Journal/Case Study

How we put a clinician copilot in patient rooms in nine weeks

A case study in moving fast with AI in a high-stakes environment. From brief to five hospitals piloting in nine weeks, and what it actually took to get there.

Muhammad AsfandyarApril 15, 20258 min read

Nine weeks is fast. We know it sounds like a pitch. But the timeline isn't the interesting part. What's interesting is the sequence of decisions that made it possible, and the ones that would have killed it if we'd got them wrong.

The brief

Lattice Health had a documentation problem. Clinicians were spending 30 to 40% of their in-room time charting, summarising, filling in structured fields. Time that should have been spent with the patient was going to the EHR.

The ask: a copilot that listens to the consultation, surfaces relevant patient history, flags missing documentation fields, and generates a draft note for the clinician to review before they leave the room.

The goal was not to replace clinical judgment. It was to take the clerical load off it so there was more room for the actual judgment.

What week one actually looked like

We spent the first five days at two clinical sites. Not coding. Watching. We needed to understand the consultation rhythm: when the clinician looks at the screen, when they don't, what information is actually useful in the room versus what's only relevant after.

By Friday of week one we had a hypothesis: the highest-value thing the system could do was surface the last two relevant entries from the patient record right at the start of a consultation. Everything else was secondary. That single insight shaped the entire architecture.

The build

Weeks two through six were core build. We used a specialised language model fine-tuned on clinical notes rather than a general-purpose model, because in a clinical context, "almost right" isn't a category that exists. The pipeline was two stages: transcription, then structured extraction with a human-review step before any note goes into the record.

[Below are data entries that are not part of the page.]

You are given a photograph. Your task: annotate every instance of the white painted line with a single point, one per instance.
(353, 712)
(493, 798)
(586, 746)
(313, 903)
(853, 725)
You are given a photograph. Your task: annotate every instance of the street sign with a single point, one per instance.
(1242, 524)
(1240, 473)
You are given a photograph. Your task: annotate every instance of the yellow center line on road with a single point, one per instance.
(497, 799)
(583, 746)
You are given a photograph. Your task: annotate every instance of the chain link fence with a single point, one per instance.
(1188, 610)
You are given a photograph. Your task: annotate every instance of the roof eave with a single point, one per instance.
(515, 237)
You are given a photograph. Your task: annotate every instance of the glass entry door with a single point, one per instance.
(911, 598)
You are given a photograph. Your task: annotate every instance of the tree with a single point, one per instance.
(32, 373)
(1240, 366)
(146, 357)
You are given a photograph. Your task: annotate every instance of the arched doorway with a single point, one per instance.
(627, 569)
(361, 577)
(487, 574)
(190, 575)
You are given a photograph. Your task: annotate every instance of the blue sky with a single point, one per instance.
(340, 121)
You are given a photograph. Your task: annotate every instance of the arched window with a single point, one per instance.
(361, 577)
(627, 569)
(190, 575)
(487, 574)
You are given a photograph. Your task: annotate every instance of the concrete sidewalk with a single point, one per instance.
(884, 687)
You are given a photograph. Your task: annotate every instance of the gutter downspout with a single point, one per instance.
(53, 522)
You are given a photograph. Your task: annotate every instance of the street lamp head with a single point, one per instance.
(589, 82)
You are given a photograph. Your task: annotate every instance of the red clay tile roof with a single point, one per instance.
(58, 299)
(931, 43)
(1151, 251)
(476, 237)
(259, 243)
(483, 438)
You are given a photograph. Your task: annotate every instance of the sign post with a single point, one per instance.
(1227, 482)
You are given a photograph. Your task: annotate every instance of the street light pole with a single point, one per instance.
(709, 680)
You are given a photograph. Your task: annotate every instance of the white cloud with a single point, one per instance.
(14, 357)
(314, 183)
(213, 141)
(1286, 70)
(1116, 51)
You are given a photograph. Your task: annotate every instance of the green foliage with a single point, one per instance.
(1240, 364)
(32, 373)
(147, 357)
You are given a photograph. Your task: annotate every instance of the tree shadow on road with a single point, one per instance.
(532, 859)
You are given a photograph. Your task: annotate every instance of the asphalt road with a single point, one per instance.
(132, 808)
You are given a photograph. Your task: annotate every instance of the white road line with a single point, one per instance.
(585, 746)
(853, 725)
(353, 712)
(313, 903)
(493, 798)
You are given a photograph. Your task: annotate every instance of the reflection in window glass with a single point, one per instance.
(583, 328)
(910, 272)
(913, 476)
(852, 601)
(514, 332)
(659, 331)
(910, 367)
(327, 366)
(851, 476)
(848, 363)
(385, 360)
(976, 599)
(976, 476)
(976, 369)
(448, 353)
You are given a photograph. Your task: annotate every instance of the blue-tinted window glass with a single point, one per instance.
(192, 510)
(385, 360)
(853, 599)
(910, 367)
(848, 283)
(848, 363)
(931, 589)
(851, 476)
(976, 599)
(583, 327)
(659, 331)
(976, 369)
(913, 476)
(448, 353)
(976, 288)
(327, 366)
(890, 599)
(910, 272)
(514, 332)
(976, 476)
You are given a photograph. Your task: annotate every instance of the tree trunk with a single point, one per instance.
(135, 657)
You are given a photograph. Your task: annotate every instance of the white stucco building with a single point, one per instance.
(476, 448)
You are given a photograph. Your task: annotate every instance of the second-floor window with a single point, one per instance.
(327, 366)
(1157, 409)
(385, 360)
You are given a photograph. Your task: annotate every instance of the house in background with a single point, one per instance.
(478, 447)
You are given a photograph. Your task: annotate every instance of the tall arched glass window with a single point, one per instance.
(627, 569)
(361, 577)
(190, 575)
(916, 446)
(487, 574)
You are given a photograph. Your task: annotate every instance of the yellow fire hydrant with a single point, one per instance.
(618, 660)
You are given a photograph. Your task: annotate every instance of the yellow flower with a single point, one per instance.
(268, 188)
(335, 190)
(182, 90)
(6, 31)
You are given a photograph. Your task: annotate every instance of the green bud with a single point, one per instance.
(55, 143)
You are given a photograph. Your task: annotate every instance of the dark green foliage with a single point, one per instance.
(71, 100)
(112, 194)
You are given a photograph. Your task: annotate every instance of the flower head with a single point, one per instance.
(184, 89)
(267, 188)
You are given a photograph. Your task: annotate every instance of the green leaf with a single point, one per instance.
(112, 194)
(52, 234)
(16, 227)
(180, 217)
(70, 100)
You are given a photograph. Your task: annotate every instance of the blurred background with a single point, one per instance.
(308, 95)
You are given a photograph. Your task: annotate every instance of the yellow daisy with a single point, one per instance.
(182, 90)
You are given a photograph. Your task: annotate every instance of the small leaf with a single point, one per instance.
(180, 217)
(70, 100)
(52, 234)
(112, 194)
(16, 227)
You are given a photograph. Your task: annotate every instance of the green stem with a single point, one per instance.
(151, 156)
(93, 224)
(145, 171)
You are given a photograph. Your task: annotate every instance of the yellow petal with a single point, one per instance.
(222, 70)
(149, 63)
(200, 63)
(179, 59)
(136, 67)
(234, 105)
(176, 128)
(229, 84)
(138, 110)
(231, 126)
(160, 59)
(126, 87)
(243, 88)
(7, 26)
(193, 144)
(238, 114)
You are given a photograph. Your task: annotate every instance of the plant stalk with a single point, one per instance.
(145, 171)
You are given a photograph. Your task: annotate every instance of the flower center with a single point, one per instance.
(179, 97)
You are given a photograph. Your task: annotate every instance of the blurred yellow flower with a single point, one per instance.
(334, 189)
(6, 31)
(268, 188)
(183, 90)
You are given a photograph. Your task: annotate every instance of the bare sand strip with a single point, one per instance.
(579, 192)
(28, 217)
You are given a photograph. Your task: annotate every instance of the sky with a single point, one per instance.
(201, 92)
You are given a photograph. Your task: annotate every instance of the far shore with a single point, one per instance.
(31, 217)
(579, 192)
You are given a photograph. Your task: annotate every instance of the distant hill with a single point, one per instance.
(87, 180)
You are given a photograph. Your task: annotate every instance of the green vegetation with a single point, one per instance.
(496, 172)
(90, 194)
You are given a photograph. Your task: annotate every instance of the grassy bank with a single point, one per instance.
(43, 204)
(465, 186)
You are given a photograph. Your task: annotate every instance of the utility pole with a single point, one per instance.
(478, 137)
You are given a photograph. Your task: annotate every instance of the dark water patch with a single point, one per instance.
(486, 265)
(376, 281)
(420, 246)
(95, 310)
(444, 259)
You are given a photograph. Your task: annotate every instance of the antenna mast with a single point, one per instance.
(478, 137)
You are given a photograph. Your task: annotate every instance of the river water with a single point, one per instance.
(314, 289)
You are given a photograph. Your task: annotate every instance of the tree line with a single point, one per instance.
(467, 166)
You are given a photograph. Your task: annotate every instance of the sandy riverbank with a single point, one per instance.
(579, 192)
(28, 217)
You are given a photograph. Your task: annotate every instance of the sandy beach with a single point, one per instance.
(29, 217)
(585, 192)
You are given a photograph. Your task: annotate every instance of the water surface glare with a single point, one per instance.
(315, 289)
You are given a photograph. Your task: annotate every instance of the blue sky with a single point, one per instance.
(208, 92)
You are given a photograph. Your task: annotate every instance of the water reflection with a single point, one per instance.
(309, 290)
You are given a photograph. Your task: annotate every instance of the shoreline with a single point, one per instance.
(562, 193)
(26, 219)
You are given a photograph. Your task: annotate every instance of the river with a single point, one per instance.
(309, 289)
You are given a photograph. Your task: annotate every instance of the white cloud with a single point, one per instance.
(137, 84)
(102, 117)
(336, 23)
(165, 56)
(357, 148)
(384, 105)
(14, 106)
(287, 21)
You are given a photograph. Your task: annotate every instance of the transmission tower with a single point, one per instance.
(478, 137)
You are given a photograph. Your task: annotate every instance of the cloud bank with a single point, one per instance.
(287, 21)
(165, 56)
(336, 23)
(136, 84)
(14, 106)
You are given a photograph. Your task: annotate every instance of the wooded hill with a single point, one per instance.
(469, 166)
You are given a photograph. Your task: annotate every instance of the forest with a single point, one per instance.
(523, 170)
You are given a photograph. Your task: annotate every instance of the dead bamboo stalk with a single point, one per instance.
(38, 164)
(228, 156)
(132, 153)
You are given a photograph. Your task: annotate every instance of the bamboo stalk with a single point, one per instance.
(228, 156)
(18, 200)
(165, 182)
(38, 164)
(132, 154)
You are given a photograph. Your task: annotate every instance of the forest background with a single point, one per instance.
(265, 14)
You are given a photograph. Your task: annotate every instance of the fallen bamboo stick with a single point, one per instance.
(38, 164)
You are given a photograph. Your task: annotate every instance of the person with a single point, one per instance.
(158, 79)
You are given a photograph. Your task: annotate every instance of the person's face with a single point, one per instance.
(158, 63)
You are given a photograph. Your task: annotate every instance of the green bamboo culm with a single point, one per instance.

The interface was one screen. No onboarding flow, no tutorial, no help modal. If a clinician needed to be trained to use it, we'd built the wrong thing.

Five hospitals

By week nine: a live system running in a controlled pilot across five sites in two health networks. Not a demo, not a PoC. Real clinicians, real patients, real consultations. Documentation time dropped by an average of 22 minutes per clinician per day. Across a hundred clinicians, that's 37 hours of direct care capacity added every single day.